Adam Hyslop: Sure. At a high level, those are the numbers, so we are taking significant market share. What is really interesting is that I do not see our business pitched against the status quo of the high street. Actually, 50% of landlords do not use an estate agent. What we try to do is to provide—our watchword—accessibility, which is in terms of not only ease of use but cost.

David is not quite correct about the service that we provide. We do not provide a fully managed service—25% of landlords use a fully managed service, in which they do not want to meet the tenants and they want a professional to handle the interaction. We do not serve that 25% of the market. We do serve the 75%, which is the 25% of people who use an agent for tenant finding and the 50% of people who effectively do everything themselves. What we try to do is to make that accessible, so for £50 we will do everything from taking that holding deposit to referencing, contracts, deposit protection, first month’s rent collection and things like that.

What we are actually doing is professionalising the 50% of the industry who do not currently use a high street letting agent. We believe the only reason they do not use a high street letting agent is cost. We think that, by doing that for £50 rather than the average fee of over £1,000 a year, we provide huge accessibility.

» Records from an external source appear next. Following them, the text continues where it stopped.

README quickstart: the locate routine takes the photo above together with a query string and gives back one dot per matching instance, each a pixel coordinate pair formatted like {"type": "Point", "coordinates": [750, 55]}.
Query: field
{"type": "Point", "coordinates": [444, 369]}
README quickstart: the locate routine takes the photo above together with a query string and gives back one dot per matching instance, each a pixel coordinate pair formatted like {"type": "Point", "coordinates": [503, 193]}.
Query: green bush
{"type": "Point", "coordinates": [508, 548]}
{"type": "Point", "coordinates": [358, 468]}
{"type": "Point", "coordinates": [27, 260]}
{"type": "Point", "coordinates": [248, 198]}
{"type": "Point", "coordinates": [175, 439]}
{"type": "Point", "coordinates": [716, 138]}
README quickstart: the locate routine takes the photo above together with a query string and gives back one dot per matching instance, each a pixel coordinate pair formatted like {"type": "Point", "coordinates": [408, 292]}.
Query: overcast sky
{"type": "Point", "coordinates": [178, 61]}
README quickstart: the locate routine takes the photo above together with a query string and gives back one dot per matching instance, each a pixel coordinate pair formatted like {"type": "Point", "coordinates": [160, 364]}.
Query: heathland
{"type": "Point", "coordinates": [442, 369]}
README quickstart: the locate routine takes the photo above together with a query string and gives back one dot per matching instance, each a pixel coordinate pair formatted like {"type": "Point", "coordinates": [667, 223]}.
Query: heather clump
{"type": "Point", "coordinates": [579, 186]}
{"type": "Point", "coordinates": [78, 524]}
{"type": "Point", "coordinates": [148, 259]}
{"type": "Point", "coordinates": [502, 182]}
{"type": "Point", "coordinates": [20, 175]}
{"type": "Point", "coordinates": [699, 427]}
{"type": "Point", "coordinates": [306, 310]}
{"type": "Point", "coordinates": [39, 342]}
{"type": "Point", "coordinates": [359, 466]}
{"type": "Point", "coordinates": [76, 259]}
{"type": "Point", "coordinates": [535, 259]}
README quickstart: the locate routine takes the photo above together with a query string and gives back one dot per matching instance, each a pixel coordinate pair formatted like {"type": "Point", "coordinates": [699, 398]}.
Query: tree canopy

In terms of our high-level growth, those landlords are coming from the DIY sector and obviously we are taking share from the high street as well.

In terms of actual gross employment, I do not really like the word “disruption” to describe what we are doing. There is a lot of good practice in the industry already. A lot of our processes layer technology on to that, but we are not trying to tear up the rule book and pretend that we can do something better than what is already in the Housing Act or, say, the property ombudsman code. Those are ways of working that are really important to protect consumer rights. What we think we can do is put those things in place in a very systematic way and provide access to those services to the entire market, so that basically every landlord and tenant has access to a professional tenancy creation service. By having the holding deposit placed in a sensible way, having money held in a client money account and having a professionally drafted tenancy agreement, we provide a huge consumer benefit across the industry—on both sides, actually.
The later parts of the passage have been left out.